Tuttavia i video che descrivono il comportamento degli “attivisti”, così come il modo in cui parlano e le cose che chiedono alle forze di pace russe, rivelano la vera natura di questa “manifestazione”. Gli pseudo-ambientalisti azeri, in gran parte sostenitori del connubio Erdogan – Aliyev (come risulta da una semplice visione dei loro profili social) e soldati del Servizio di sicurezza azero travestiti da ambientalisti, gridano slogan antiarmeni mostrando fieramente il simbolo dell’organizzazione dei Lupi Grigi, incitano all’odio e richiedono l’intero territorio dell’Artsakh.
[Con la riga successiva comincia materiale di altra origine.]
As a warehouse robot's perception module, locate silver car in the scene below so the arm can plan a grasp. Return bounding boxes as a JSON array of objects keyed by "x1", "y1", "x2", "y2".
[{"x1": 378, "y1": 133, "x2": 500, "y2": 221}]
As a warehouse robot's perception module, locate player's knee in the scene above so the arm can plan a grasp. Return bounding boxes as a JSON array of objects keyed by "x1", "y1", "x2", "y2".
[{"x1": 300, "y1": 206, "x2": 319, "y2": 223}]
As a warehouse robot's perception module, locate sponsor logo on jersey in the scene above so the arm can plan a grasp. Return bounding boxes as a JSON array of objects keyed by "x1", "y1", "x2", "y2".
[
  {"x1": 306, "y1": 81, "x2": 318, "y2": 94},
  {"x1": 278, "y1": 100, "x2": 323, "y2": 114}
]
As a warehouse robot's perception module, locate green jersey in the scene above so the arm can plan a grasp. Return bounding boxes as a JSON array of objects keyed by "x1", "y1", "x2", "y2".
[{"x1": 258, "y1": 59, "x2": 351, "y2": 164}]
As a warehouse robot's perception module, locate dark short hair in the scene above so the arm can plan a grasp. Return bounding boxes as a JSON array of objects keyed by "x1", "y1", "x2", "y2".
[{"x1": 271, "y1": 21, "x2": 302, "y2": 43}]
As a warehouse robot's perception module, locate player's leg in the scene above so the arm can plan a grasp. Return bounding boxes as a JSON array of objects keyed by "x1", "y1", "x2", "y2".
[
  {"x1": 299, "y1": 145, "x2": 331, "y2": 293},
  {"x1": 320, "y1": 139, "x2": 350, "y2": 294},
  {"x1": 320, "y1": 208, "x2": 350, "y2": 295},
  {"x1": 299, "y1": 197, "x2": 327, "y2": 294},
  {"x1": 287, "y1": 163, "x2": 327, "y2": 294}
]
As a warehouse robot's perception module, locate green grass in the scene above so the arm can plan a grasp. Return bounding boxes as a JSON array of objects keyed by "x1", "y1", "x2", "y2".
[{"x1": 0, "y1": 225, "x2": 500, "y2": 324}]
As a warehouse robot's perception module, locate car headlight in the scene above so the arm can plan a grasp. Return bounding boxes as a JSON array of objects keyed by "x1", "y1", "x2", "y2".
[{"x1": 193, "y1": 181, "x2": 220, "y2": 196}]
Così la popolazione dell’Artsakh, circa 120mila persone tra cui anziani, donne e bambini, si è trovata sull’orlo di un disastro umanitario e sta effettivamente affrontando la minaccia del genocidio. L’Azerbaijan continua ad agire con i propri metodi violenti, ignorando grossolanamente “le forze di pace”, le quali rimangono “neutrali” е non sostengono in alcun modo i diritti degli armeni.
Mentre il popolo dell’Artsakh resta intrappolato, a Yerevan, su invito del difensore dei diritti umani dell’Artsakh, migliaia di persone si uniscono davanti alle ambasciate dei membri permanenti del Consiglio di sicurezza Onu, alla delegazione Ue e agli uffici Onu in Armenia, a protestare contro il blocco della strada, quasi certamente sancito dal Cremlino per punire, ancora una volta, in modo proxy (ricorrendo simbolicamente allo stesso armamentario del blocco di strade) un regime armeno che venne al potere democraticamente grazie alla Rivoluzione di Velluto 2018, bloccando le strade delle autorità armene di allora…
Non a caso il deputato dell’alleanza “Il mio passo” e già vice-ministro della Difesa Gagik Melkonyan ha notato in un’intervista rilasciata ai media armeni in questi giorni che, come trentun’anni fa, anche oggi il Cremlino e Baku stiano realizzando un’operazione che può essere definita come “Koltso-2”. Ricordiamo che nel 1991 Gorbaciov ringraziò il primo presidente azero Ayaz Mutalibov e il popolo azero per aver risposto affermativamente al referendum che mirava alla preservazione dell’Unione Sovietica. Già tra l’aprile e il maggio 1991, con il sostegno del Cremlino, Baku condusse l’operazione “Koltso” (Anello), un esempio palese di violenza di Stato e pulizia etnica contro gli armeni dell’Artsakh.
Il membro del parlamento armeno ha ricordato inoltre la recentissima pulizia etnica dei villaggi armeni di Parukh, Khtsaberd e Hin Tagher, avvenuta alla presenza del contingente russo. Secondo lui la Russia sta realizzando una politica coercitiva nella sua visione imperialistica, spingendo l’Armenia verso la rinuncia alla propria sovranità.
Per tre giorni di fila la dittatura di Aliyev ha tagliato la fornitura di gas naturale all’Artsakh, privando 120mila persone della possibilità di riscaldare le proprie case in questo inverno. Tutto nel frattempo con il cosiddetto “movimento ambientalista” in strada.
Come era facile prevedere, le presunte motivazioni ambientaliste erano solo un pretesto per permettere all’Azerbaijan di perseguire un’azione contro la popolazione armena dell’Artsakh. Sono diventate virali le immagini che riassumono simbolicamente la verità di questa situazione: una pseudo-ambientalista in cappotto di abete, sostenuta dal gruppo portatore dell’ideologia dei Lupi Grigi, dopo il suo discorso stile Corea del Nord, cerca di liberare una colomba, simbolo della pace, che è però già morta nelle sue mani gelide. E la getta in aria come un rifiuto.
Mentre l’Europa è impegnata a comprare il gas dagli esponenti neoottomani, bloccando economicamente l’aggressore del conflitto ucraino, ai confini dell’Europa si sta consumando una storia di lotta tra i rappresentanti di una giovane democrazia e i Lupi Grigi, gli stessi che organizzarono nel 1981 l’attentato a Papa Giovanni Paolo II.